Tous les jours, j'enfile mon tablier avant de déambuler  derrière les fourneaux afin de lui cuisiner amoureusement l'un de ses deux plats favoris : les tripes en sauce et le hachis Parmentier. Mon Jean-Louis est un grand romantique. A chaque repas, il dispose un magnifique chandelier au centre de la table, entre mon verre à dents et son bavoir.
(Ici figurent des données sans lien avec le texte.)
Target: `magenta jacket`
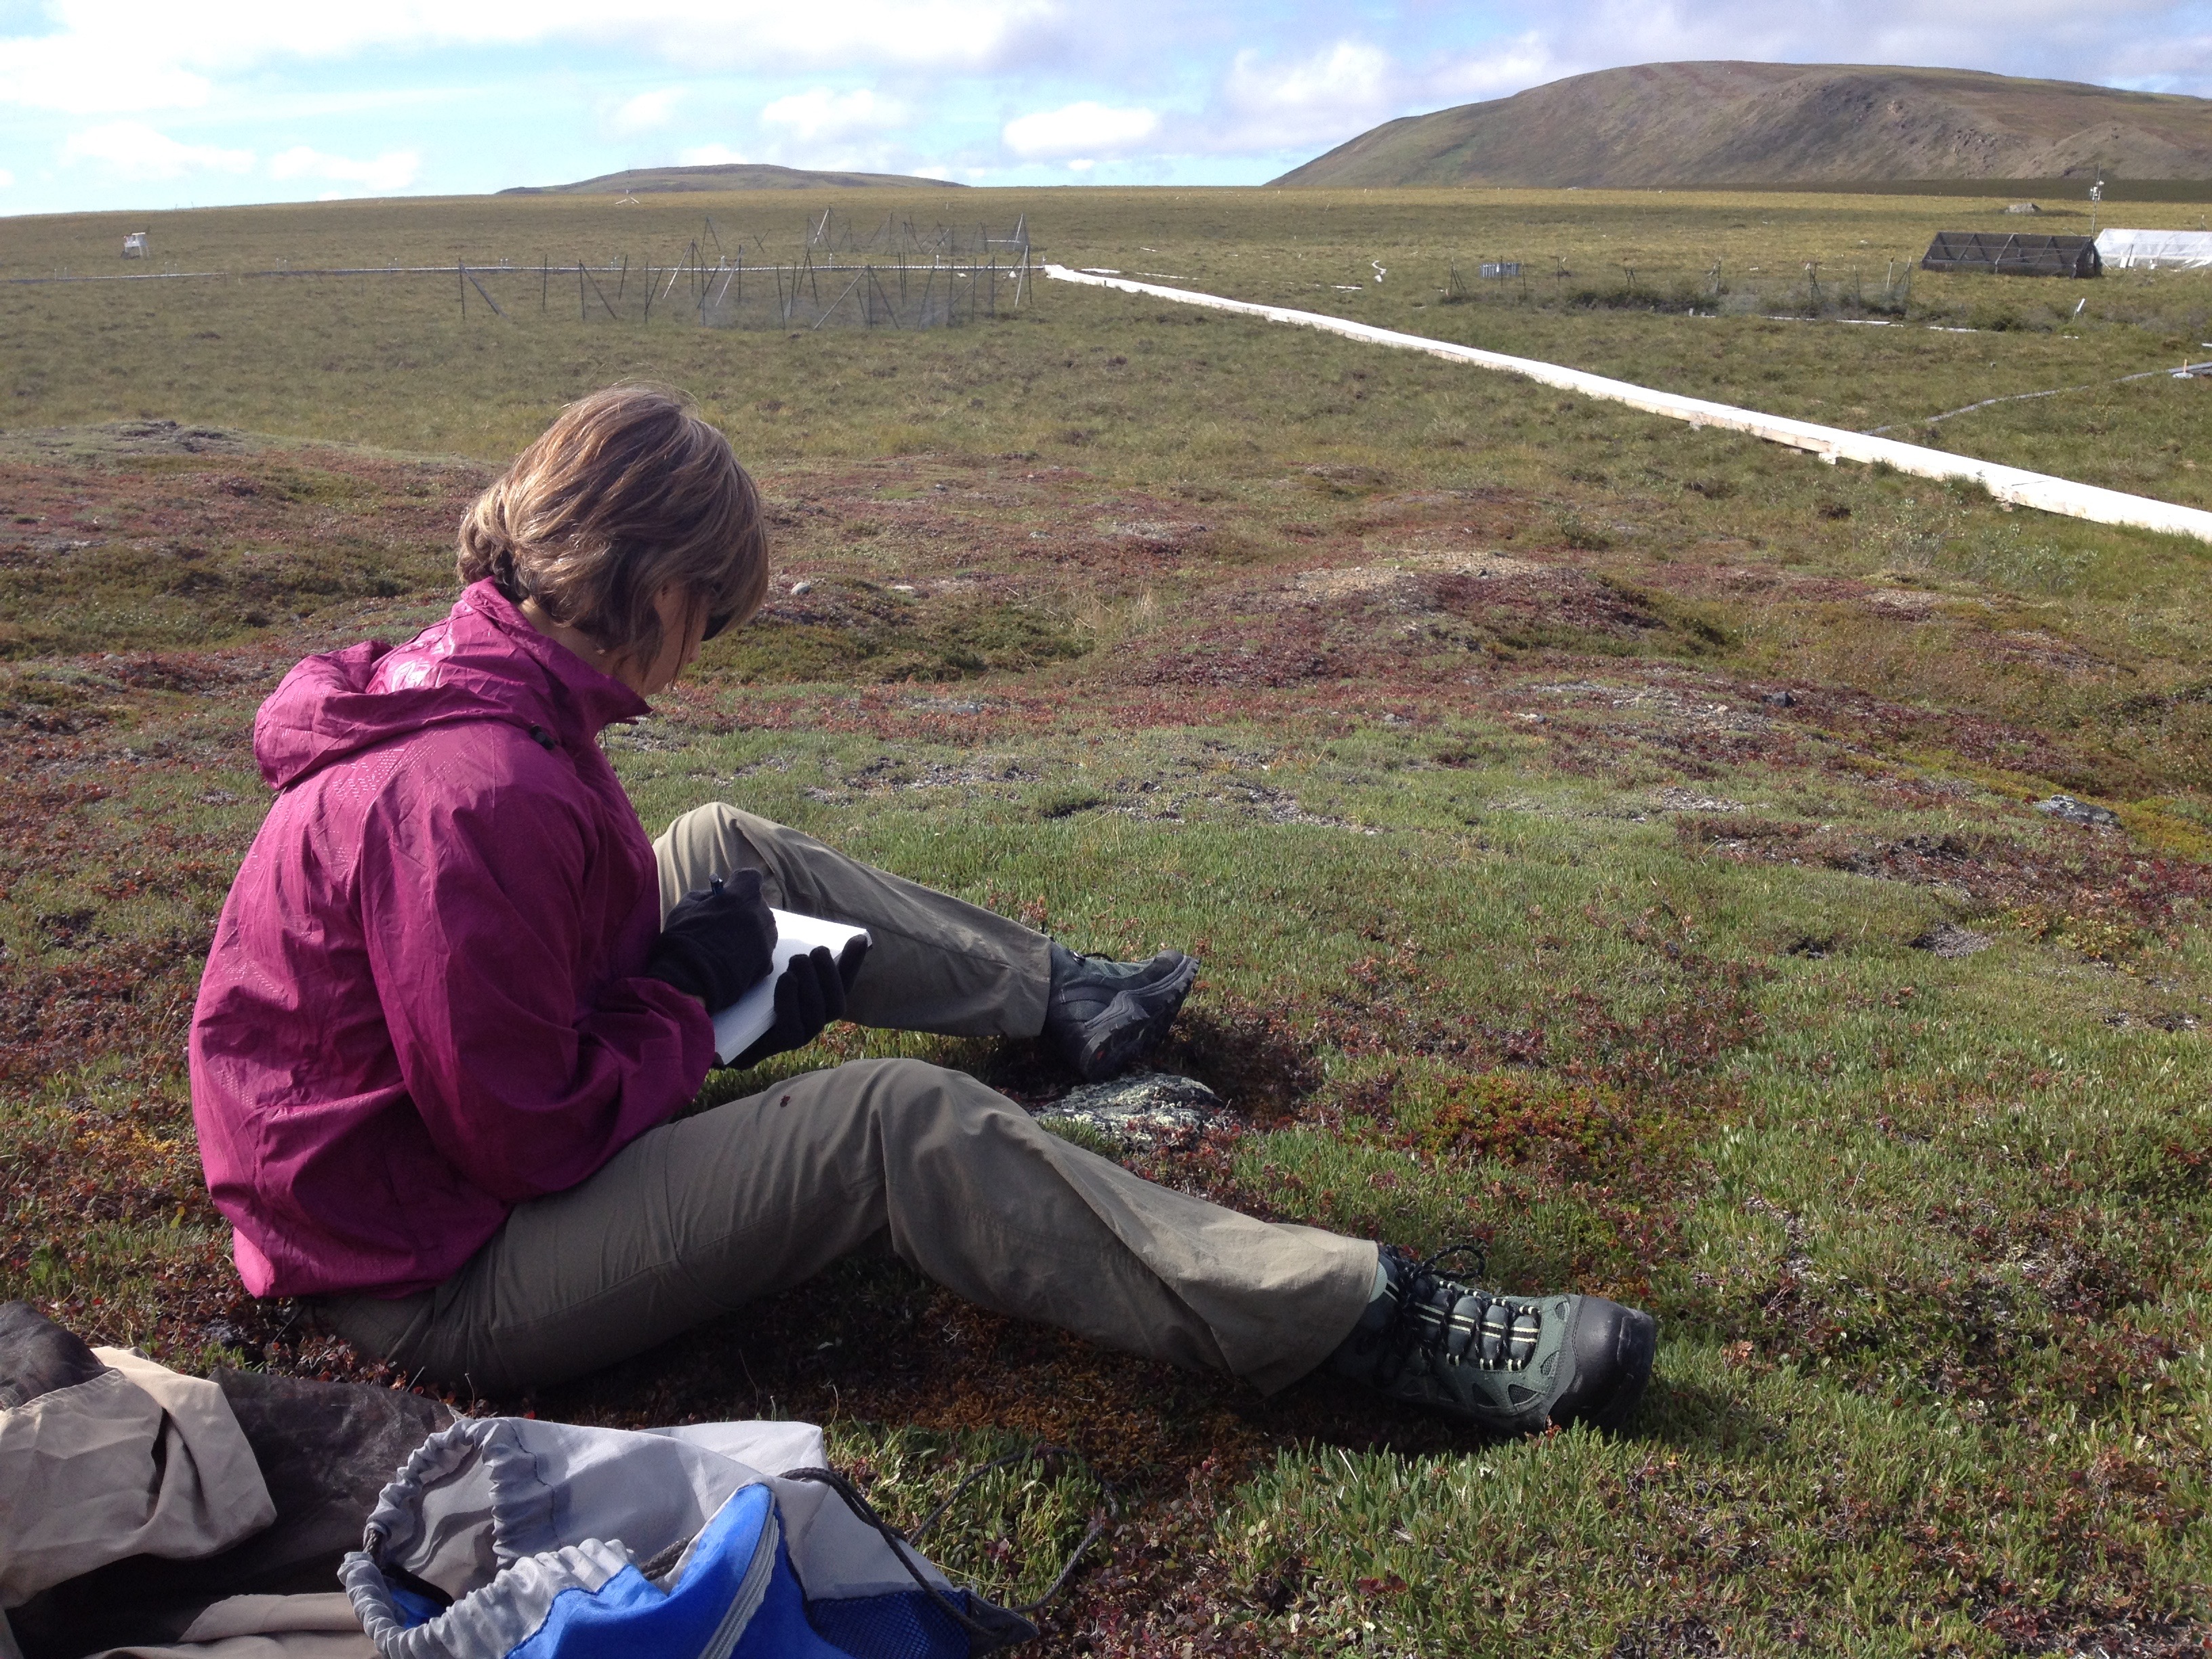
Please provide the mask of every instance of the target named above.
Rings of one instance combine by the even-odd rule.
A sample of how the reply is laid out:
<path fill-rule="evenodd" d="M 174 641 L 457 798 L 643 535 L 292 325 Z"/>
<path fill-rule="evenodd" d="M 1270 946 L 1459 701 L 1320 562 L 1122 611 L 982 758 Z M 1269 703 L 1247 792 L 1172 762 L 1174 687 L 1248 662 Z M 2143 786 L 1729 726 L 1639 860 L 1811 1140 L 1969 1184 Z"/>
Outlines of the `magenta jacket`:
<path fill-rule="evenodd" d="M 594 741 L 645 702 L 489 582 L 284 677 L 277 792 L 216 925 L 192 1116 L 256 1296 L 401 1296 L 690 1100 L 694 999 L 639 977 L 653 848 Z"/>

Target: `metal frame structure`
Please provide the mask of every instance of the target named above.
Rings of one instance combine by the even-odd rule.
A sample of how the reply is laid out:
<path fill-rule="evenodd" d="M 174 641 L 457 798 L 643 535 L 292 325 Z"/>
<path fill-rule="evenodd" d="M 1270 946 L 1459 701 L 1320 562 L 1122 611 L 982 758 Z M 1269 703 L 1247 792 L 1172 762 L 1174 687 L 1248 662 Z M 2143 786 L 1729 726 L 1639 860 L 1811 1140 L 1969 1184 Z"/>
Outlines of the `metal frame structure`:
<path fill-rule="evenodd" d="M 2101 276 L 2092 236 L 2023 236 L 2015 232 L 1939 230 L 1923 270 L 1981 270 L 1998 276 Z"/>

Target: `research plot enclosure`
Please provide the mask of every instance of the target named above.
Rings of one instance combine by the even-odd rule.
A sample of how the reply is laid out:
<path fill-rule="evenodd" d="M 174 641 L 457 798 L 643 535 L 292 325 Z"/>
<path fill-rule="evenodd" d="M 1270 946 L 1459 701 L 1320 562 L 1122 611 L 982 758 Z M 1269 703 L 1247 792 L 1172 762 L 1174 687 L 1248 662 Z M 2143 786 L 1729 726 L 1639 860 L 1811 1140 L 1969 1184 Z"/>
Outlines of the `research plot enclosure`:
<path fill-rule="evenodd" d="M 699 320 L 714 328 L 950 328 L 1030 297 L 1026 262 L 817 258 L 811 249 L 789 264 L 710 266 L 696 283 Z"/>
<path fill-rule="evenodd" d="M 2087 236 L 2019 236 L 2002 232 L 1939 230 L 1920 261 L 1923 270 L 1983 270 L 1998 276 L 2100 276 L 2104 262 Z"/>
<path fill-rule="evenodd" d="M 923 225 L 896 214 L 855 222 L 834 210 L 787 228 L 780 238 L 745 235 L 709 216 L 699 234 L 670 247 L 554 259 L 538 254 L 457 260 L 449 265 L 293 265 L 248 270 L 147 270 L 87 276 L 0 276 L 0 284 L 314 283 L 375 278 L 436 283 L 461 320 L 525 325 L 565 317 L 585 325 L 713 328 L 949 328 L 997 317 L 1031 301 L 1042 249 L 1026 216 L 1010 227 Z M 657 257 L 665 256 L 665 257 Z M 143 233 L 125 257 L 146 257 Z"/>
<path fill-rule="evenodd" d="M 949 328 L 1030 298 L 1026 215 L 1011 228 L 918 224 L 896 214 L 855 221 L 825 209 L 807 222 L 795 255 L 776 257 L 758 237 L 722 244 L 713 222 L 713 263 L 694 242 L 690 268 L 670 273 L 710 327 Z"/>

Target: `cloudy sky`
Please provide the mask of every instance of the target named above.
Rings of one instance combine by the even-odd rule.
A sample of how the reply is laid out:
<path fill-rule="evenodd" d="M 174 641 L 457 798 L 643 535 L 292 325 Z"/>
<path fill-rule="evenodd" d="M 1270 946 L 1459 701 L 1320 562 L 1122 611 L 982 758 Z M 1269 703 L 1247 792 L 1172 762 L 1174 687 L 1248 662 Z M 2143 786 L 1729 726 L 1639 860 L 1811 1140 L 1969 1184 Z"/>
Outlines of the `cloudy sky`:
<path fill-rule="evenodd" d="M 1706 58 L 2212 94 L 2212 0 L 0 0 L 0 215 L 729 161 L 1253 184 L 1391 116 Z"/>

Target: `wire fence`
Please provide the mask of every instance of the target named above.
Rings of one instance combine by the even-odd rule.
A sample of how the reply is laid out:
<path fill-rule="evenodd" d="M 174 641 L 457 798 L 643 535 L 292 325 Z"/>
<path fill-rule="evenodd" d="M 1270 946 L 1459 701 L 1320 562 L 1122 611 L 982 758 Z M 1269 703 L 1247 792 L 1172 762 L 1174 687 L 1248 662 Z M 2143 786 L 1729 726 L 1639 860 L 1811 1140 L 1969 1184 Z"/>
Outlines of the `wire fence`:
<path fill-rule="evenodd" d="M 873 254 L 896 264 L 938 259 L 1011 264 L 1030 251 L 1030 220 L 1024 213 L 1012 229 L 994 230 L 988 225 L 924 226 L 886 213 L 863 224 L 849 214 L 824 208 L 807 222 L 806 246 L 817 252 Z M 720 251 L 719 246 L 716 251 Z"/>
<path fill-rule="evenodd" d="M 532 316 L 581 323 L 690 322 L 708 328 L 951 328 L 1032 302 L 1029 220 L 1011 229 L 917 225 L 896 215 L 856 224 L 834 210 L 810 217 L 791 244 L 725 238 L 710 216 L 674 258 L 623 253 L 534 264 L 511 259 L 450 265 L 291 265 L 261 270 L 56 271 L 0 276 L 0 285 L 56 283 L 262 282 L 388 277 L 450 284 L 464 321 L 520 324 Z"/>
<path fill-rule="evenodd" d="M 854 259 L 811 247 L 789 259 L 763 259 L 757 251 L 747 258 L 740 249 L 711 264 L 687 255 L 667 265 L 579 260 L 534 271 L 457 265 L 444 274 L 455 283 L 465 319 L 489 311 L 520 319 L 573 304 L 580 322 L 641 326 L 658 317 L 708 328 L 952 328 L 1031 298 L 1026 259 Z"/>
<path fill-rule="evenodd" d="M 1026 304 L 1030 276 L 995 258 L 737 264 L 707 273 L 699 315 L 719 328 L 951 328 Z"/>

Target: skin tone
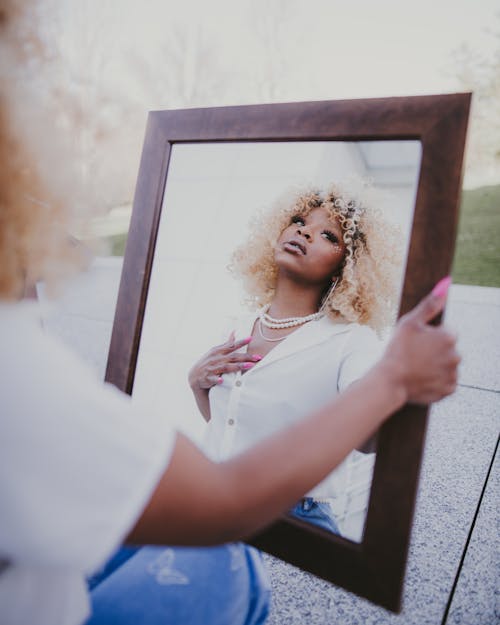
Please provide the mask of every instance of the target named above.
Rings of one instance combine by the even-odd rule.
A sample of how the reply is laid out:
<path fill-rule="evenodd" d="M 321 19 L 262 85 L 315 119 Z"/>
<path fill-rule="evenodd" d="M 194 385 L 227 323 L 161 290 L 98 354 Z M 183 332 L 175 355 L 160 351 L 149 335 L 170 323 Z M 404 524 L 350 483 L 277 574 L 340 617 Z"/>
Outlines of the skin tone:
<path fill-rule="evenodd" d="M 455 337 L 429 325 L 444 302 L 443 289 L 427 296 L 399 321 L 384 356 L 362 379 L 244 454 L 216 464 L 178 435 L 129 542 L 209 545 L 245 538 L 289 509 L 405 403 L 428 404 L 452 393 L 460 361 Z"/>
<path fill-rule="evenodd" d="M 276 242 L 274 258 L 278 276 L 269 314 L 283 319 L 316 312 L 332 280 L 339 275 L 345 252 L 342 228 L 325 208 L 294 215 Z M 221 375 L 248 371 L 278 344 L 264 340 L 257 323 L 251 337 L 235 341 L 231 333 L 226 343 L 212 348 L 189 372 L 189 384 L 206 421 L 210 420 L 208 393 L 222 381 Z M 264 330 L 268 338 L 279 339 L 297 327 Z M 246 353 L 236 353 L 245 345 L 248 345 Z"/>
<path fill-rule="evenodd" d="M 344 260 L 346 247 L 342 235 L 340 224 L 324 208 L 292 217 L 276 242 L 274 258 L 278 276 L 269 308 L 272 317 L 303 317 L 318 311 Z M 265 328 L 265 336 L 286 337 L 297 327 Z M 255 325 L 248 353 L 264 356 L 276 345 L 277 342 L 265 341 Z"/>

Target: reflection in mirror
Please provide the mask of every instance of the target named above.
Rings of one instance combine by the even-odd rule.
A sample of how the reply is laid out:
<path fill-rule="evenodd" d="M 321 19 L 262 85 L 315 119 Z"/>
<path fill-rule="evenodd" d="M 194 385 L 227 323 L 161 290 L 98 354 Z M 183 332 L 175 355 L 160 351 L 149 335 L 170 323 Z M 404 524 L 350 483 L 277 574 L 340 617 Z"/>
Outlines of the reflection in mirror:
<path fill-rule="evenodd" d="M 420 156 L 418 141 L 174 145 L 134 401 L 223 460 L 360 377 L 387 336 L 390 275 L 396 313 Z M 374 458 L 367 441 L 291 514 L 359 542 Z"/>

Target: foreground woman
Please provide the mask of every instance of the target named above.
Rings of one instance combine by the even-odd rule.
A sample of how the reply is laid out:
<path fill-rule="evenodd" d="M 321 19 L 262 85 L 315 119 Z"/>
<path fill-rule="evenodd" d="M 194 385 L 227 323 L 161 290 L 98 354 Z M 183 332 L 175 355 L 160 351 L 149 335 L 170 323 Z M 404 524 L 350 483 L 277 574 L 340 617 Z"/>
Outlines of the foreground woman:
<path fill-rule="evenodd" d="M 89 615 L 85 576 L 123 541 L 217 545 L 248 537 L 403 404 L 451 393 L 459 359 L 454 338 L 428 325 L 443 309 L 445 281 L 399 322 L 362 379 L 222 463 L 97 380 L 43 332 L 36 308 L 21 302 L 27 284 L 54 282 L 73 264 L 70 207 L 88 188 L 64 184 L 74 159 L 58 152 L 64 126 L 44 108 L 43 80 L 29 90 L 30 71 L 38 76 L 39 68 L 23 63 L 38 48 L 33 38 L 31 47 L 16 48 L 22 15 L 18 3 L 2 3 L 0 51 L 8 71 L 0 76 L 0 621 L 77 625 Z M 32 28 L 32 16 L 26 18 Z M 262 623 L 266 589 L 252 577 L 258 570 L 250 560 L 242 548 L 169 548 L 139 580 L 121 577 L 126 562 L 96 587 L 102 612 L 94 622 L 147 623 L 151 616 L 176 625 Z M 162 590 L 154 614 L 150 597 L 140 596 L 144 574 Z"/>

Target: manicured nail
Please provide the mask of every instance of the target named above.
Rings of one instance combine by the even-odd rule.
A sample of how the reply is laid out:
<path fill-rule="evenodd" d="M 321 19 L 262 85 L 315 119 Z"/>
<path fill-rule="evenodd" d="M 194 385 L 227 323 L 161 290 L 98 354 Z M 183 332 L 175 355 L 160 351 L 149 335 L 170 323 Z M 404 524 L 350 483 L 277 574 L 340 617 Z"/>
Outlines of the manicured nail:
<path fill-rule="evenodd" d="M 262 356 L 261 356 L 260 354 L 254 354 L 254 355 L 252 356 L 252 360 L 253 360 L 254 362 L 259 362 L 259 360 L 262 360 Z"/>
<path fill-rule="evenodd" d="M 220 377 L 220 378 L 217 380 L 217 384 L 222 384 L 223 382 L 224 382 L 224 380 L 222 379 L 222 377 Z"/>
<path fill-rule="evenodd" d="M 435 297 L 445 297 L 450 287 L 450 284 L 451 284 L 451 276 L 446 276 L 446 278 L 443 278 L 442 280 L 440 280 L 436 284 L 436 286 L 432 289 L 432 294 Z"/>
<path fill-rule="evenodd" d="M 243 339 L 243 345 L 248 345 L 251 340 L 252 340 L 251 336 L 248 336 L 246 339 Z"/>
<path fill-rule="evenodd" d="M 253 363 L 253 362 L 246 362 L 241 368 L 246 370 L 246 369 L 251 369 L 254 366 L 255 366 L 255 363 Z"/>

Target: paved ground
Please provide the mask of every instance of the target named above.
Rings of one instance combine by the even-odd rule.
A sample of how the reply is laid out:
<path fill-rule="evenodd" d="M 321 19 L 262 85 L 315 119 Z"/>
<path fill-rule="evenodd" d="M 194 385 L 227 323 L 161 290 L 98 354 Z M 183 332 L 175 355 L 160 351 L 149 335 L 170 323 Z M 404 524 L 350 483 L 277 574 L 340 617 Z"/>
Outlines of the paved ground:
<path fill-rule="evenodd" d="M 45 313 L 48 331 L 101 376 L 120 270 L 118 259 L 99 259 Z M 270 625 L 500 623 L 498 457 L 491 466 L 500 425 L 500 289 L 453 286 L 447 323 L 459 333 L 460 386 L 432 409 L 402 613 L 266 557 Z"/>

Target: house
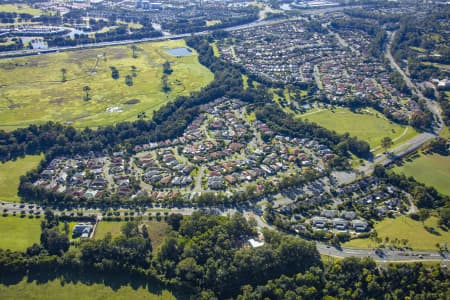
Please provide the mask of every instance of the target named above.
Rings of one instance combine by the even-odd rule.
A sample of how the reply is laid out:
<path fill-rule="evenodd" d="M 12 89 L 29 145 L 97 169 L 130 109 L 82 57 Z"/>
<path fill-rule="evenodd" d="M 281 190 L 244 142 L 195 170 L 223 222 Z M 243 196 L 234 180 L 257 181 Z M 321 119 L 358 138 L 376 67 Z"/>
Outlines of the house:
<path fill-rule="evenodd" d="M 54 174 L 55 174 L 55 171 L 53 171 L 53 170 L 44 170 L 41 173 L 41 178 L 51 180 Z"/>
<path fill-rule="evenodd" d="M 363 231 L 367 231 L 367 228 L 369 227 L 369 225 L 367 224 L 366 221 L 363 221 L 363 220 L 353 220 L 352 227 L 353 227 L 353 230 L 355 230 L 356 232 L 363 232 Z"/>
<path fill-rule="evenodd" d="M 78 223 L 72 229 L 72 238 L 89 238 L 94 226 L 90 223 Z"/>
<path fill-rule="evenodd" d="M 255 240 L 255 239 L 249 239 L 248 243 L 250 244 L 250 246 L 252 248 L 258 248 L 258 247 L 264 246 L 264 242 L 263 241 L 258 241 L 258 240 Z"/>
<path fill-rule="evenodd" d="M 358 217 L 358 215 L 354 211 L 345 211 L 344 210 L 343 212 L 341 212 L 340 217 L 344 218 L 346 220 L 354 220 Z"/>
<path fill-rule="evenodd" d="M 348 221 L 341 218 L 333 219 L 333 227 L 337 230 L 346 230 L 348 226 Z"/>
<path fill-rule="evenodd" d="M 327 227 L 328 220 L 327 218 L 316 216 L 311 219 L 311 223 L 314 227 L 323 229 Z"/>
<path fill-rule="evenodd" d="M 335 211 L 335 210 L 331 210 L 331 209 L 324 209 L 324 210 L 322 210 L 322 212 L 320 213 L 320 215 L 322 216 L 322 217 L 325 217 L 325 218 L 335 218 L 336 216 L 337 216 L 337 211 Z"/>

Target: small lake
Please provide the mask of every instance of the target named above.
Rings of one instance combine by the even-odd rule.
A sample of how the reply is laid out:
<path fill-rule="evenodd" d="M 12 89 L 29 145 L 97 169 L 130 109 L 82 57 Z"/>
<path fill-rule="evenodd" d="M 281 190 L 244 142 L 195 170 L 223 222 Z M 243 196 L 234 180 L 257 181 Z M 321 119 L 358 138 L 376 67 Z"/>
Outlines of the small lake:
<path fill-rule="evenodd" d="M 189 48 L 173 48 L 166 50 L 172 56 L 189 56 L 192 55 L 192 50 Z"/>

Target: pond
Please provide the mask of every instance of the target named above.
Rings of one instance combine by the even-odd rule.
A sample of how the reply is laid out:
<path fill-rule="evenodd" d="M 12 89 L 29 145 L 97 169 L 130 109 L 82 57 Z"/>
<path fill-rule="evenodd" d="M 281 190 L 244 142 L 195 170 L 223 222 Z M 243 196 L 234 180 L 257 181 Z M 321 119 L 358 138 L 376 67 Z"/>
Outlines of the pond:
<path fill-rule="evenodd" d="M 192 55 L 192 50 L 189 48 L 173 48 L 166 51 L 172 56 L 189 56 Z"/>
A cet instant précis, le temps semble comme suspendu, muet face aux souvenirs de nos jeunes années.  Jusqu'aux environs des 13h45. La minuterie nous tire alors doucement de cette bulle intemporelle. Je me lève, débarrasse la table,  puis reviens réveiller Jean-Louis, en pleins songes, la tête dans son assiette vide.
Il ouvre une paupière et son visage s'illumine de malice. C'est le moment. Il sait. Et je sais qu'il sait que je sais. Et comme nous savons (celui de Marseille, c'est le plus doux pour les mains qui plissent), il file au salon préparer ce que nous avons baptisé notre « Grand-Huit ». Ainsi, pendant que je m'atèle à la vaisselle avec sensualité et tassement de vertèbres, mon Jean-Louis se charge d'allumer notre poste de télévision et de guetter le générique annonçant les « Feux de l'Amour ».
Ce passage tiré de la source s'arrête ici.